Crossplane will ‘eat’ your errors if you don’t run it with debug

There was no error showing on my Crossplane CompositeResource but one of the resources was not being created. No errors in the Crossplane log: kubectl -n crossplane-system logs -lapp=crossplane --since=1h

A helpful person on https://crossplane.slack.com/ssb/redirect pointed out that I needed to run crossplane with args --debug in order to see the error message. This surprised me, I am used to --debug being for relatively obscure information but now I know that in Crossplane this is not the case. Details here: https://github.com/crossplane/crossplane/discussions/4886

Why is Kubernetes so hard?

In the spirit of https://jvns.ca/blog/2023/10/06/new-talk–making-hard-things-easy/ and Matt Surabian’s DevOps Days Boston talk “Teaching and Learning When Words No Good Sense Make” – why is Kubernetes so hard?

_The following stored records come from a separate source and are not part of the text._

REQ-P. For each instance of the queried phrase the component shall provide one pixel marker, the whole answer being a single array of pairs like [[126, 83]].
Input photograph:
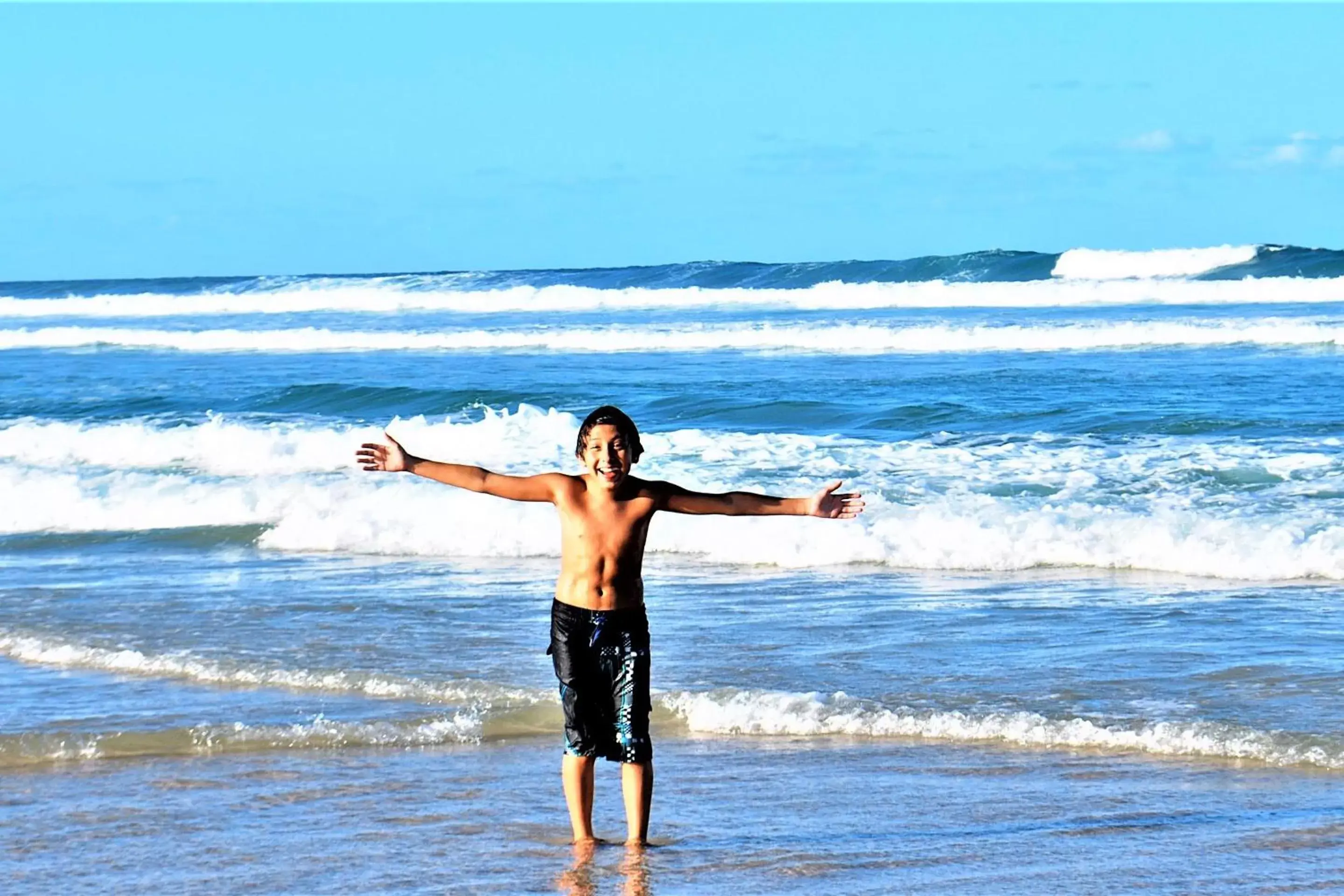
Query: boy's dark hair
[[610, 415]]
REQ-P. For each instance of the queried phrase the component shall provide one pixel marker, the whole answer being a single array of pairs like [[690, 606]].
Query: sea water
[[1086, 637]]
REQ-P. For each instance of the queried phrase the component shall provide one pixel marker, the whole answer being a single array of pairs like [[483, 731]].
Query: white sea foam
[[758, 713], [843, 339], [209, 739], [1104, 264], [726, 711], [183, 665], [1070, 288], [1166, 504]]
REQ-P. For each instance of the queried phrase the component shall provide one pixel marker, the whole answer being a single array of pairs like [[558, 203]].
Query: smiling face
[[607, 456]]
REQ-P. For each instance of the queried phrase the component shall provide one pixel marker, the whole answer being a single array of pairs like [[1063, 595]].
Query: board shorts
[[602, 661]]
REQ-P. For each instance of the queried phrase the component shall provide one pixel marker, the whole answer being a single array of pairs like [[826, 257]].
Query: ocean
[[1088, 636]]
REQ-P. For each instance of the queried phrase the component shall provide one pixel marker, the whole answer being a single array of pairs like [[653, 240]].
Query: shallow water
[[1086, 630]]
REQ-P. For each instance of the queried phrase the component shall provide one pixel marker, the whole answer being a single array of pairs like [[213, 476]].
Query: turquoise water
[[1086, 629]]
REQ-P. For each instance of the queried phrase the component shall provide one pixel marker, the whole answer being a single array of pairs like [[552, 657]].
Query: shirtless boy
[[600, 635]]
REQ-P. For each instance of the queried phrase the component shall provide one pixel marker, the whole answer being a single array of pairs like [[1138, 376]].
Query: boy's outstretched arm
[[394, 459], [827, 503]]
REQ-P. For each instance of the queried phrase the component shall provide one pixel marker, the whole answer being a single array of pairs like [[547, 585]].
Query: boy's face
[[607, 456]]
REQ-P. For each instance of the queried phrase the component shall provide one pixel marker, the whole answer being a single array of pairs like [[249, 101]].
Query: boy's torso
[[602, 545]]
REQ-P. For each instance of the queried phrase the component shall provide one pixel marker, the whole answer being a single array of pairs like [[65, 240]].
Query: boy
[[600, 635]]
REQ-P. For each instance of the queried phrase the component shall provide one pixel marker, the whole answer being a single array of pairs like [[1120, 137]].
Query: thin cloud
[[1285, 155], [1294, 152], [1149, 141]]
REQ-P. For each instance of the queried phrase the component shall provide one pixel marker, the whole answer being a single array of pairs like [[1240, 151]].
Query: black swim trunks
[[602, 663]]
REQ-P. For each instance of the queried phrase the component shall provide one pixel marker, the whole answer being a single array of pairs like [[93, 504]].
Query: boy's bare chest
[[609, 525]]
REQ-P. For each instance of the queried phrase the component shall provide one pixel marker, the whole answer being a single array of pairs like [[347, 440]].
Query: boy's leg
[[637, 791], [577, 776]]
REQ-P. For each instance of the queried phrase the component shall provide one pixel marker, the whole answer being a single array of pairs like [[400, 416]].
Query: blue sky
[[162, 140]]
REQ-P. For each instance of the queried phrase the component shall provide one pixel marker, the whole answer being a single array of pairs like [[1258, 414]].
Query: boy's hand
[[833, 505], [390, 459]]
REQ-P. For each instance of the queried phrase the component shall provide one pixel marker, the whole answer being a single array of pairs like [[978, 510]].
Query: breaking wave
[[840, 339], [1225, 508], [497, 711]]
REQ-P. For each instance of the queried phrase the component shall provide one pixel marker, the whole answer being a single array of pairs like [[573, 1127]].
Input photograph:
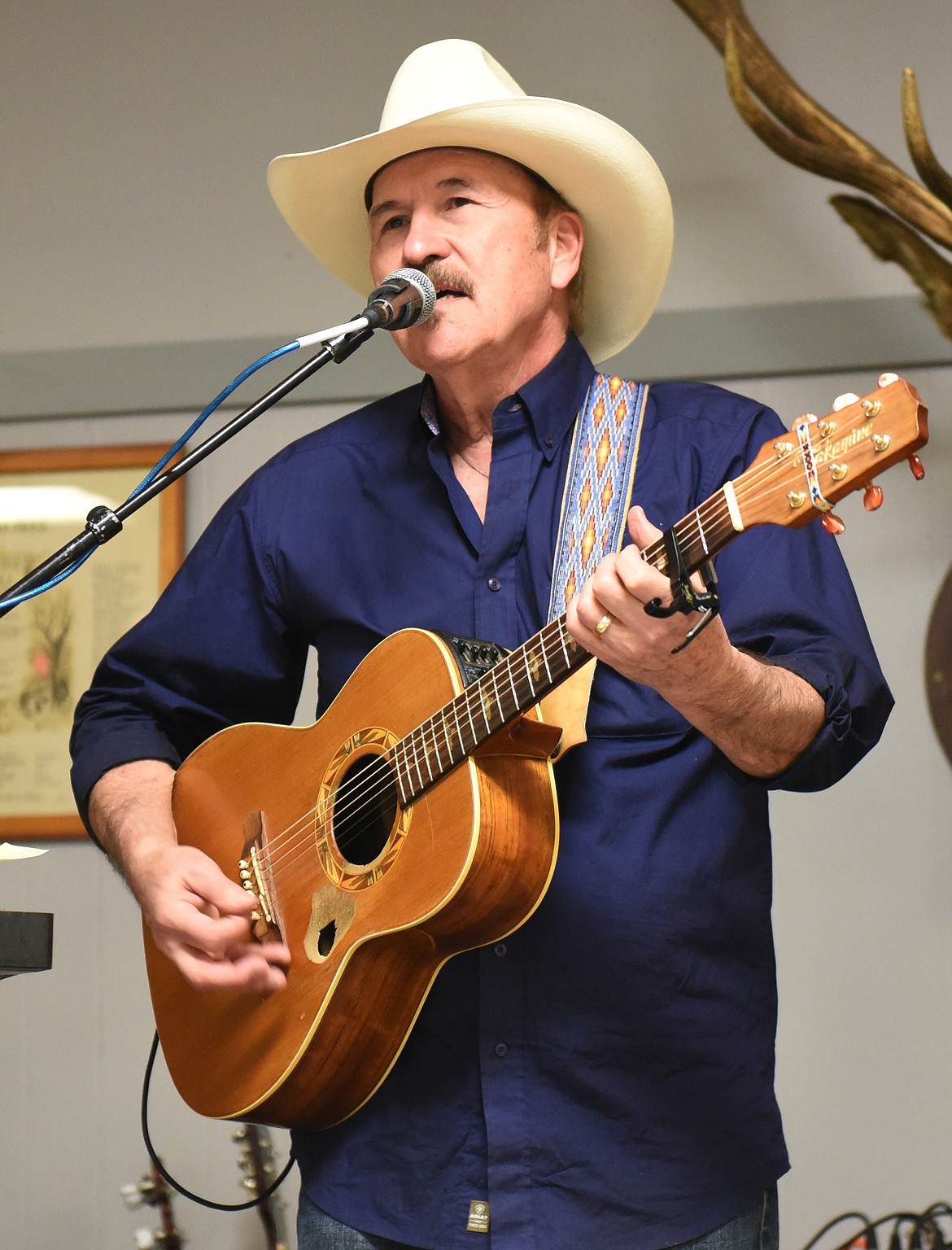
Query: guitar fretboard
[[531, 671]]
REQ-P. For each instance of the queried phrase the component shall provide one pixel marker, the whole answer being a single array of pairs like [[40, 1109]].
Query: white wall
[[135, 138]]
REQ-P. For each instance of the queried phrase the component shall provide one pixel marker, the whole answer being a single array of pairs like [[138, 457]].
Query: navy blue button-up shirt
[[607, 1072]]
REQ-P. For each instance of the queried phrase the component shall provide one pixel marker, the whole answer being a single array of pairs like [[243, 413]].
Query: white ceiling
[[135, 137]]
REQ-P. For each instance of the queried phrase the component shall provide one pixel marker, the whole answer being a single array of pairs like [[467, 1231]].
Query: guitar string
[[704, 517]]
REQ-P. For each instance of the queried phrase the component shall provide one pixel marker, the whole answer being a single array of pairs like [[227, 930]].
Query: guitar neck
[[532, 671]]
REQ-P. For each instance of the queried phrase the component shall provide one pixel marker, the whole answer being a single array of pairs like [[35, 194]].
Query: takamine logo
[[825, 452]]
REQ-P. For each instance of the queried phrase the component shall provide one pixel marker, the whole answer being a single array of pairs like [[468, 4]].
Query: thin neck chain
[[465, 457]]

In a word, complexity, but let’s break that out a couple dimensions of that complexity

Overloading of terms

Overloading is when a single term can have multiple meanings. For example, What The Heck Is Ingress? <— a whole episode of the Kubernetes Unpacked podcast devoted to that question

Very long, very nested resources defined in yaml

We have a single Kubernetes Composition in our codebase that is 529 lines long and has 5 levels of nesting. So the level of Cognitive Complexity is high, putting a strain on working memory.

Distributed system

Kubernetes is a distributed system because it spreads workloads, storage, and operations across multiple machines, coordinating them to appear as one cohesive system from the user’s perspective. This distributed nature allows Kubernetes to provide its core benefits of scalability, resilience, and flexibility. However,

Developing distributed utility computing services, such as reliable long-distance telephone networks, or Amazon Web Services (AWS) services, is hard. Distributed computing is also weirder and less intuitive than other forms of computing because of two interrelated problems. Independent failures and nondeterminism cause the most impactful issues in distributed systems. In addition to the typical computing failures most engineers are used to, failures in distributed systems can occur in many other ways. What’s worse, it’s impossible always to know whether something failed.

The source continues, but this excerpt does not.